En réalité, Sarkozy, qui au fond fait campagne tout seul, souffre, malgré l'affluence aux meetings - les siens, ceux de Royal et de Bayrou - et l'audience
des grandes émissions de télévision, d'une sorte de campagne molle. Est-ce le manque de poids lourds, de grosses pointures à ses côtés ? Alain Juppé, qui
lui a pourtant apporté un soutien net, ne semble pas souhaiter en faire trop après son escapade à Berlin, où il a eu le sentiment de jouer les potiches
auprès du candidat. Cette insuffisance devrait, espère-t-on, être très vite comblée par l'entrée en campagne dès cette semaine de Simone Veil (voir encadré)
puis de Jean-Louis Borloo.
Serait-ce alors la difficulté à susciter des débats ? «On joue au tennis contre une adversaire qui ne renvoie pas les balles», déplore un conseiller de
Sarko. Alors, forcément, «c'est comme si on jouait contre un mur». «Le débat de fond ne s'enclenche pas, soupire Henri Guaino, la plume du candidat. Quandon
fait des propositions audacieuses, par exemple celle d'instituer la notion de responsabilité illimitée pour les personnes morales en matière d'environnement,
il n'y a pas de réponse.»
Tout se passe comme si Sarkozy subissait aujourd'hui les conséquences de ses attitudes passées. Le ministre de l'Intérieur avait habitué les Français depuis
deux ans à être dans la transgression, dans le politiquement incorrect, tant sur le fond - discrimination positive, révision de la loi de 1905 sur la séparation
des Eglises et de l'Etat - que sur la forme - le parler cru.
Aux oubliettes, la rupture ! Notamment en matière de politique étrangère. Dans ce domaine, Nicolas Sarkozy rame depuis plusieurs mois pour se débarrasser
de l'étiquette d'atlantiste qui lui colle à la peau. Sa conférence devant la presse internationale la semaine dernière n'avait pas d'autre but. Il lui
faut extirper l'idée ancrée dans le cerveau d'une grande majorité de Français que, s'il avait été président à la place de Chirac, la France serait aujourd'hui
engluée en Irak aux côtés des Américains.

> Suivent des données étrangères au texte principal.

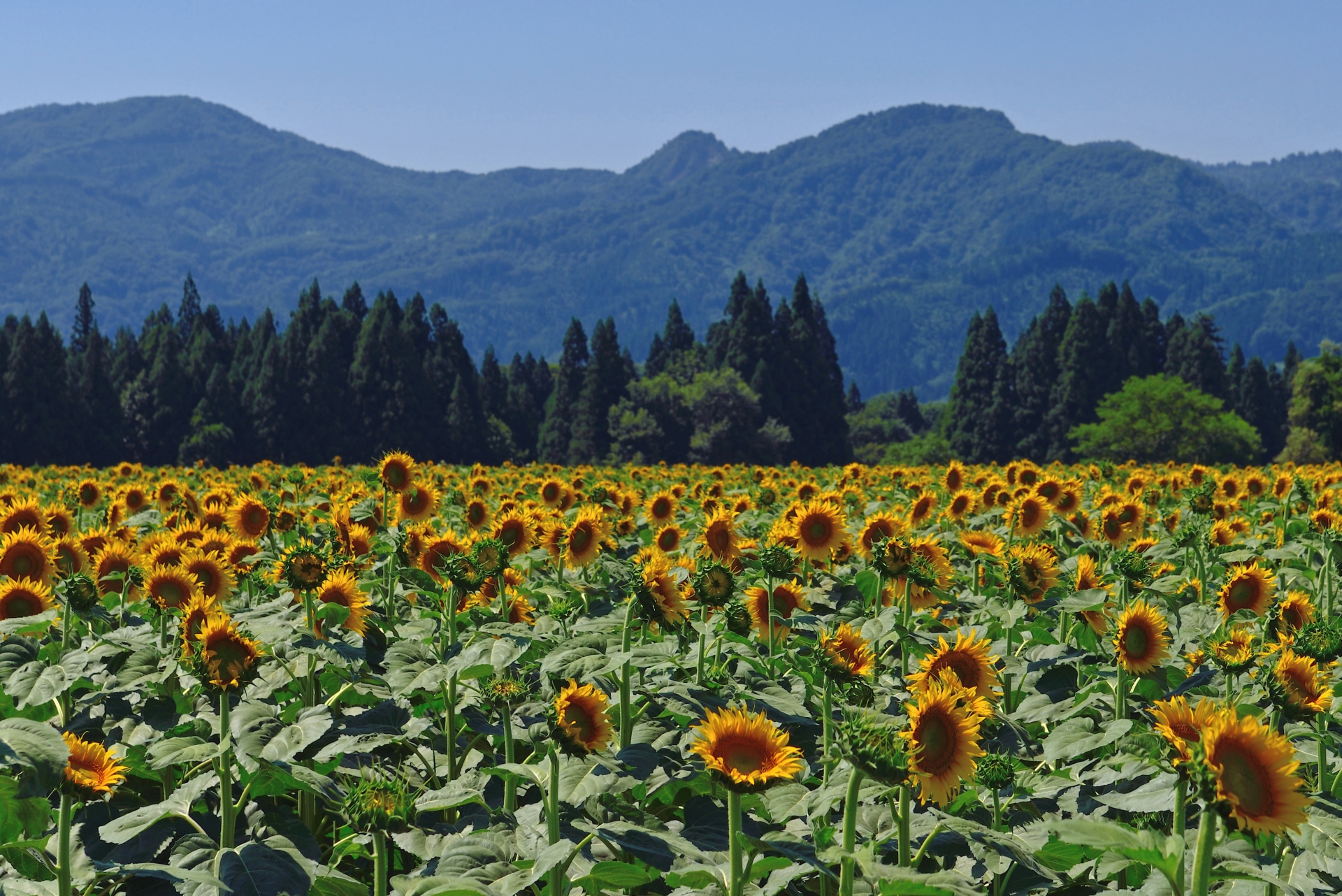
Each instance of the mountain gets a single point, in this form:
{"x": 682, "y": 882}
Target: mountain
{"x": 905, "y": 223}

Candidat à la magistrature suprême, il a forcément arrondi les angles. Trop ? Pendant la campagne présidentielle de 1995, après avoir dépassé Balladur dans
les sondages, Jacques Chirac avait passé la consigne : «On ne bouge plus.» Mais on était à trois semaines du vote... «C'est vrai, Sarkozy est moins transgressif,
dit un responsable de la campagne. Mais il fait de bonnes émissions. Il est toujours clair. Il doit continuer sans changer d'un iota. Cette campagne est
une affaire de souffle.» Dans son entourage, personne ne croit à un vrai décrochage malgré une tendance - légère, certes, mais persistante - à la baisse.
«Il y a eu un petit creux après Ségolène sur TF1, mais ça a duré quatre jours. Du reste, Ségolène non plus ne dévissera pas.Il est normal qu'il ait baissé.

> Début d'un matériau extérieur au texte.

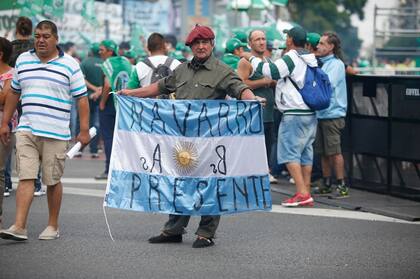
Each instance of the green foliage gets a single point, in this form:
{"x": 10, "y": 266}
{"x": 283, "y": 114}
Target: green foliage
{"x": 331, "y": 15}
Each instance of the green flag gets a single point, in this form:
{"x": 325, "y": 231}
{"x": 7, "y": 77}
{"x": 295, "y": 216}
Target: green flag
{"x": 117, "y": 69}
{"x": 279, "y": 2}
{"x": 53, "y": 8}
{"x": 88, "y": 11}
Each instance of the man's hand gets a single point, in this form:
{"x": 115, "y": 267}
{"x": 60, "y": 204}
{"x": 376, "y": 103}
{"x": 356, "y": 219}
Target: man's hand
{"x": 262, "y": 100}
{"x": 102, "y": 105}
{"x": 83, "y": 137}
{"x": 246, "y": 55}
{"x": 96, "y": 94}
{"x": 5, "y": 134}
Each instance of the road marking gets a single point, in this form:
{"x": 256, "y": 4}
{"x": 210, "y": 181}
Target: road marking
{"x": 318, "y": 212}
{"x": 334, "y": 213}
{"x": 68, "y": 180}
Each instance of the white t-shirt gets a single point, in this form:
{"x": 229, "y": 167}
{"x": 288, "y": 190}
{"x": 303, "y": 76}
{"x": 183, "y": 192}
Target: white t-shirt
{"x": 144, "y": 72}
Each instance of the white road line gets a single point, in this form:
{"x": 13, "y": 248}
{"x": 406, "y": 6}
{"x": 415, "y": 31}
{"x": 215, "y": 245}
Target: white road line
{"x": 318, "y": 212}
{"x": 68, "y": 180}
{"x": 334, "y": 213}
{"x": 84, "y": 192}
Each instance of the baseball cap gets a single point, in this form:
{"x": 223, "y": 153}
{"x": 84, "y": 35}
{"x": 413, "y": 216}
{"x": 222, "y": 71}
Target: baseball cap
{"x": 270, "y": 45}
{"x": 199, "y": 32}
{"x": 94, "y": 48}
{"x": 111, "y": 45}
{"x": 241, "y": 36}
{"x": 233, "y": 44}
{"x": 130, "y": 54}
{"x": 297, "y": 33}
{"x": 313, "y": 38}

Il ne pouvait pas rester à 35% au premier tour», dit-on. L'important, dit-on encore, c'est le potentiel électoral : 63% des gens interrogés par Ipsos le
14 février pourraient voter pour lui et 24% - le noyau dur - se disent «certains» de voter pour lui. L'important encore, selon les mêmes, c'est la place
de numéro un dans le hit-parade des meilleures ventes de la biographie « Un pouvoir nommé désir » que lui a consacrée Catherine Nay. «On va gagner malgré
tous... nos efforts», assure plaisamment Jérôme Peyrat, directeur de l'UMP. Il n'empêche ! Au QG de la rue d'Enghien, comme à l'UMP, on cherche d'urgence
une ou deux idées qui fassent mouche pour les semaines à venir.